The edit button
The problem. Targeted DNA cutting existed before CRISPR — zinc fingers, TALENs — but each new target meant engineering a new protein. That’s slow and expensive. The question was whether you could retarget a nuclease by changing something cheap instead.
The idea. Jinek et al. dissected the Streptococcus pyogenes Cas9 system biochemically and showed three things. Cas9 is an RNA-guided endonuclease whose two domains (RuvC and HNH) each nick one DNA strand, giving a blunt double-strand break. Targeting requires a two-RNA duplex — crRNA (which base-pairs the target) plus tracrRNA — and cleavage needs a short PAM motif next to the target. Then the punchline: the two RNAs can be fused into a single guide RNA. Now retargeting is just typing a new 20-nucleotide sequence.
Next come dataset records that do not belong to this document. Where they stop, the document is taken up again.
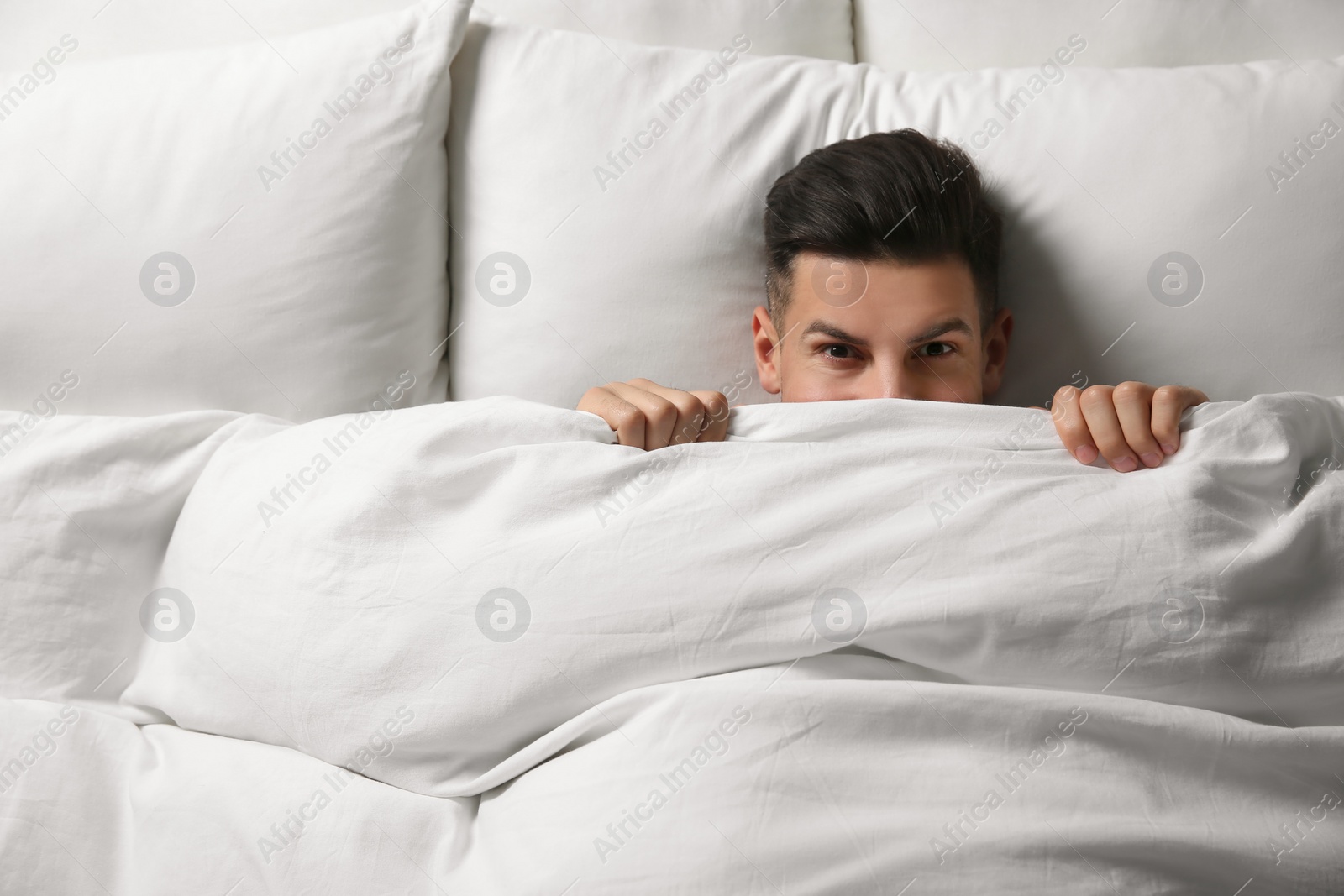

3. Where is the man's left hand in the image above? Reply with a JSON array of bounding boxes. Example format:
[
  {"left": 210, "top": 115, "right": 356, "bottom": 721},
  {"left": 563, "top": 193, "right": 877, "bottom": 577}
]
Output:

Why it matters. This is the enabling technology under most of modern synthetic biology and functional genomics. It collapsed the cost of “edit here” from protein engineering to oligo synthesis, which is the kind of cost change that reshapes a whole field — CRISPR screens, base/prime editing, engineered organisms, diagnostics all follow. In DBTL terms it made Build programmable, the same way AlphaFold later made Design computational.
Verdict. Foundational, with one honesty note that’s easy to lose: this paper is in vitro biochemistry. It proves the mechanism and the programmability, but editing in living eukaryotic cells was demonstrated by others (Cong, Mali, and colleagues) months later, and the credit story is genuinely multi-lab. Read this one for the mechanism; read the 2013 cell-editing papers for what it unleashed.